Actually, my ID indicates that I know how to shut down FreeBSD - Linux would be "shutdown -P now" (capital "P"). ~
The flood started a long time ago.
Practically from the days of the yellow box and the blue box.
What we are seeing now is the shift from professionals to skript kiddies. That's why this is in the news. Skript kiddies don't know how to keep their heads down.
But the first wave of skript kiddies will pass. And Mac malware operating in the wild will still be, relative to the installed base, at least an order of magnitude less than MSWindows malware.
But how did we get here? Everyone has to compete with Microsoft, and the only way to do that is to do inherently unsafe junk. That's why I really don't like Microsoft. The push the vulnerable marketplace.
Computer memory is just fancy paper, CPUs just fancy pens with fancy erasers; the 'net is just a fancy backyard fence.
It's not the real pros.
Yeah, it's something to worry about, but it's high-profile. The guys who really know their stuff don't do high-profile, and that's why we haven't seen this until now. They have definitely known about local execution for a long time, and there really is nothing special about this tool. Except that only a script kiddie would make something like it and release it to the wild.
This has been possible since well before Mac OS X 10.0, and I had to admit to myself by 10.3 that Apple, as a company, was not really interested in pre-emptive security measures. When they "switched" processors, I finally had to admit it myself that Steve was either not really seeing a whole lot more of the picture than Bill, or that the board of directors was insisting on going head-to-head with Microsof instead of trying to solve the real problems. (Probably both.)
Now, x86 has inherent security issues, and non of the current crop from INTEL (or AMD, et. al.) fix the real problems, but that's not what I'm talking about. (PPC and ARM have some of the same issues, and issues of their own.)

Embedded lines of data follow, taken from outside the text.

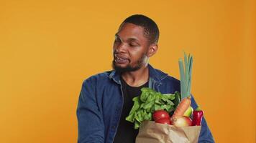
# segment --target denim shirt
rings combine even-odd
[[[180,92],[180,82],[148,64],[149,87],[162,94]],[[120,75],[114,70],[93,75],[82,85],[77,107],[78,143],[112,143],[123,107]],[[197,104],[191,96],[191,107]],[[198,142],[214,142],[204,118]]]

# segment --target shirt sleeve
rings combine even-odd
[[[89,78],[83,83],[77,107],[78,143],[104,143],[104,126],[102,112],[97,104],[96,79]]]
[[[195,99],[191,95],[191,107],[193,109],[196,109],[198,107],[198,105],[196,103]],[[201,123],[201,132],[200,132],[200,136],[198,139],[198,143],[205,143],[205,142],[210,142],[210,143],[214,143],[214,137],[211,134],[211,132],[210,131],[210,129],[209,128],[206,121],[203,117],[202,119],[202,123]]]

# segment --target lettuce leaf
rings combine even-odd
[[[141,91],[140,97],[133,98],[134,105],[126,117],[127,121],[134,123],[134,129],[140,128],[140,123],[145,120],[152,120],[152,115],[155,111],[164,109],[170,113],[180,102],[179,98],[176,99],[180,95],[178,92],[162,94],[147,87],[142,88]]]

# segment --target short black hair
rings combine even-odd
[[[157,24],[150,18],[142,14],[134,14],[127,17],[120,26],[124,23],[131,23],[143,27],[144,34],[150,44],[157,44],[159,29]]]

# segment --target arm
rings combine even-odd
[[[82,86],[77,107],[78,143],[104,142],[102,112],[97,104],[96,81],[90,78]]]
[[[196,109],[198,105],[193,97],[191,95],[191,107],[193,109]],[[198,143],[201,142],[214,142],[214,137],[212,137],[211,132],[207,126],[207,123],[204,117],[203,117],[202,125],[201,128],[200,136],[198,139]]]

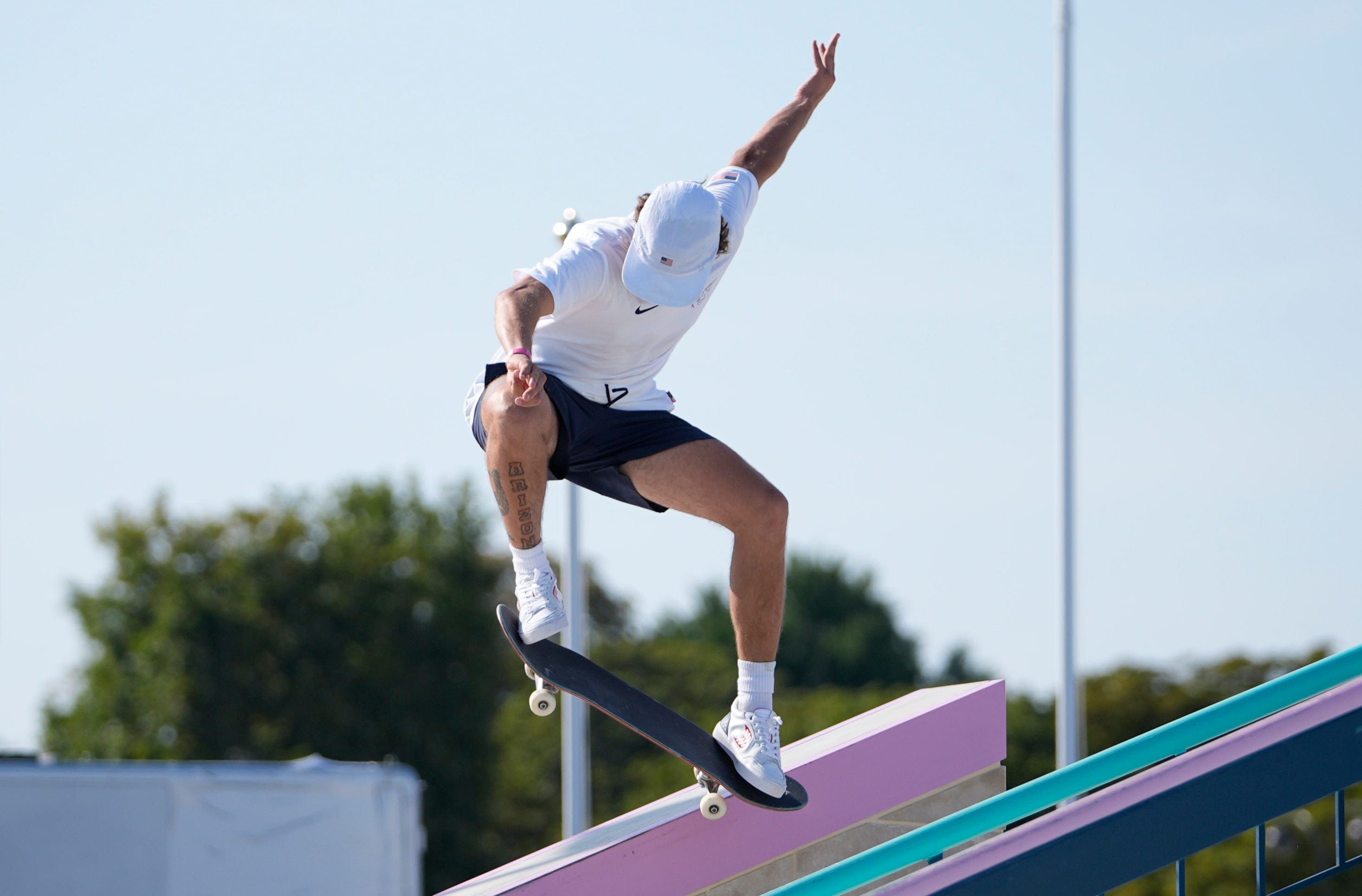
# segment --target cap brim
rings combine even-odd
[[[707,264],[695,274],[681,276],[661,274],[647,263],[643,253],[637,251],[637,241],[631,242],[629,251],[624,253],[624,268],[620,276],[624,279],[627,290],[644,301],[670,308],[685,308],[700,298],[704,285],[710,281],[712,264]]]

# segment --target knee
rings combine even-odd
[[[785,538],[790,522],[790,501],[770,482],[744,501],[744,513],[735,528]]]
[[[482,428],[488,438],[542,434],[550,422],[553,407],[548,398],[533,407],[522,407],[500,380],[482,394]]]

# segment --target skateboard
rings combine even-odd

The attitude problem is visible in the execution of the switch, although it was also visible in the "secrecy" surrounding their maintaining the parallel code base until the switch.
A code base that includes multiple CPU architectures, the different the better, is an essential part of security.
But that has nothing to do with the current use of this feature (local execution) as a pseudo-vulnerability, other than as parallel evidence of the inability of large computer companies to face certain realities about computer security. (And as evidence that the kiddies are taking notice of the Mac, which means, yes, this will be used for capturing sudo passwords and making botnets as much as for stealing credit card numbers, which is why Apple's response is anything but satisfying.)
But, no, Microsoft's tools are not any sort of a solution. If anything, they just prolong the mess. And the way they use DRM only makes it that much harder to secure in any real sense. They use bits and pieces of some of the right tools to solve the wrong problems.
Red Hat is probably the best Linux distribution for this kind of stuff, but you have to shut off the stupid SELinux NSA-trap before you can start.
The best defense is to keep valuable stuff off your PCs. That being a kind of not-very-good solution, the next best option is to use multiple bank accounts and get the bank to put tight charge limits on the accounts that you use on the web, even they will try there best to talk you out of it, and may even refuse to set up the separate accounts for you, in which case you have to use more than one bank. (Actually, we all need to use more than one bank anyway.)
Hmm. This belongs in a blog entry, more than in this reply.
Computer memory is just fancy paper, CPUs just fancy pens with fancy erasers; the 'net is just a fancy backyard fence.